The Key Largo Wastewater Treatment District issued a statement Thursday urging residents to go easy on toilet flushing because the widespread flooding in the area has put stress on the sewer system.
“It is very important that customers minimize toilet flushing and using other water which enters the sewer system,” the utility said in the statement. “The situation will continue through mid Saturday.”
Michael and Amanda Davignon left their house on North Blackwater Lane to get away from Hurricane Ian earlier in the week and came home Thursday to find water in the house and the dock a foot underwater. Their home is one of the few left in the neighborhood not on stilts.

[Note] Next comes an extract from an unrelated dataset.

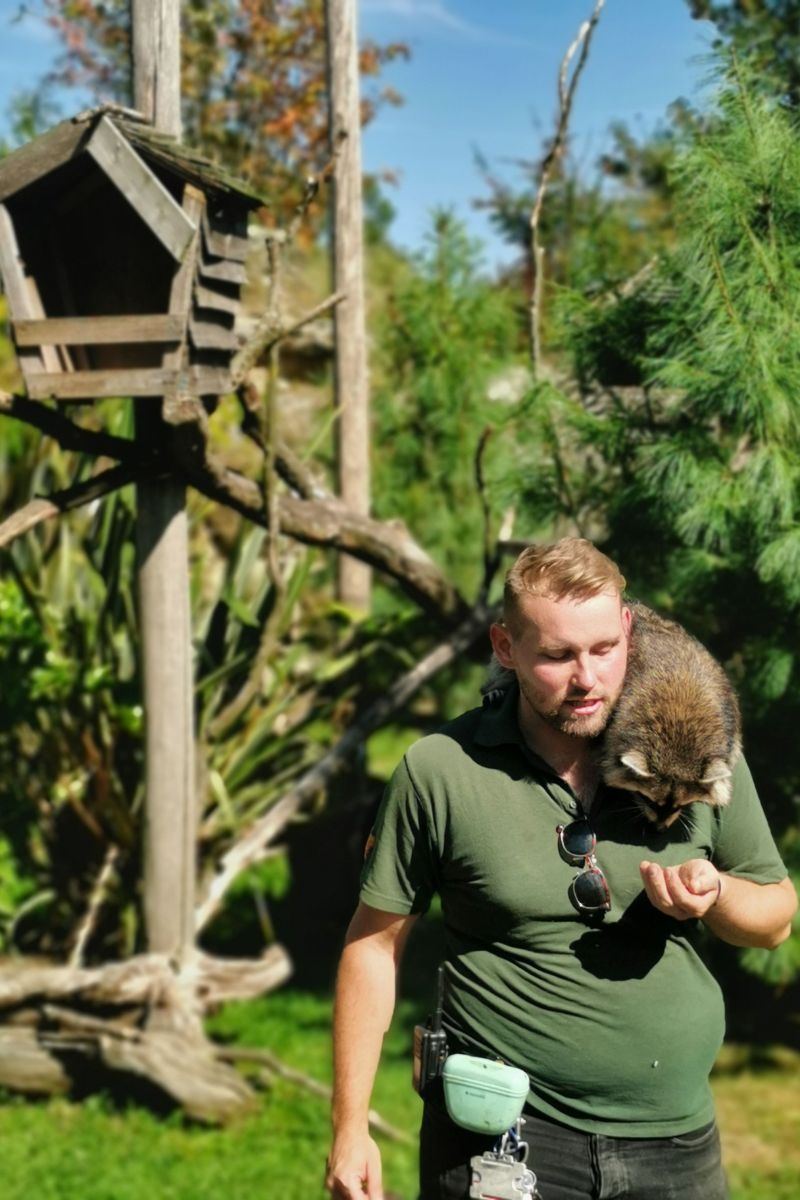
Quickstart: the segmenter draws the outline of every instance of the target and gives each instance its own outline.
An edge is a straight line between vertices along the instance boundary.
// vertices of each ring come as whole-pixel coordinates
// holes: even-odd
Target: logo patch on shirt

“We went out of town for just a couple of nights to get away, and this happened,” Michael Davignon said.
Scott and Shelly Flomenhft have owned their Stillwright Point home for 20 years. They saw worse flooding in the aftermath of Hurricane Wilma in October 2005, but not since.
“For two weeks, we’ve had saltwater in the street, but nothing quite this high,” Scott Flomenhft said.

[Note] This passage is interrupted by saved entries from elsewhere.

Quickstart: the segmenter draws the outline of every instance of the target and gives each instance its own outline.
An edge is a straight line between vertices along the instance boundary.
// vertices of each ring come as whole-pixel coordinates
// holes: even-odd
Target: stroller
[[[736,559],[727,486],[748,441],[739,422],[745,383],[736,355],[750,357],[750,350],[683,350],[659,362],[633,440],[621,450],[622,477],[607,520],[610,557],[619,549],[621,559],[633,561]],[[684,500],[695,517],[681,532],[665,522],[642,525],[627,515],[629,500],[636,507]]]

Driving through standing flood water is dangerous. But driving through standing saltwater is a sure way to destroy a car through slow corrosion.
With this much saltwater sitting above residential streets for so long, it could mean that residents who don’t own jacked-up pickup trucks will be stranded in their homes for days.
Mike Melendez, 25, services pools for Reef Tropical Pools. On Thursday, he drove his white company pickup truck as far as he could down North Blackwater Lane before encountering more than two feet of water that started rising above his front bumper.
He was scheduled to service several pools in the neighborhood, but the floodwater made that impossible.
“I gotta let them know I’m not going to be able to do it,” Melendez said.
About two miles south, in the Twin Lakes subdivision, 54-year-old Carlos Diaz cleaned beneath his stilted house on Bostwick Drive after the floodwater finally receded past his driveway. The water began flooding out onto the road, then into his yard around 11 p.m. Wednesday, he said.
The extent of the flooding wasn’t something he and his neighbors expected since Ian’s center passed the Keys so far from Key West, but Diaz said in the end, it turned out to be little more than an inconvenience.
“Compared to what I’m seeing in Fort Myers, I can’t complain,” he said.
King tide season, which lasts through October, tends to spill saltwater onto residential roads in northern Key Largo along the eastern Florida Bay every year.
But Hurricane Earl and then Fiona hung out in the Atlantic ocean for days earlier this month, pushing massive amounts of water into the Gulf Stream, which backed up into Florida Bay, said Jonathan Rizzo, warning coordination meteorologist with the National Weather Service in Key West.
Then, as Hurricane Ian passed by the Keys on Wednesday, it pumped even more water into the bay, which has no place to go until the area receives days of easterly winds — not expected for weeks, Rizzo said
Earl and Fiona “set us up for this, and Ian capitalized on it, causing even more water to back up into the bay,” Rizzo said.
While waters are expected to ebb some by Saturday, Rizzo doesn’t expect significant relief in the area until around Wednesday. And even after that, it will still look like a bad king tide in Stillwright Point, absent a period of strong easterly winds, he said.
The situation, Rizzo said, “just leaves the water there.”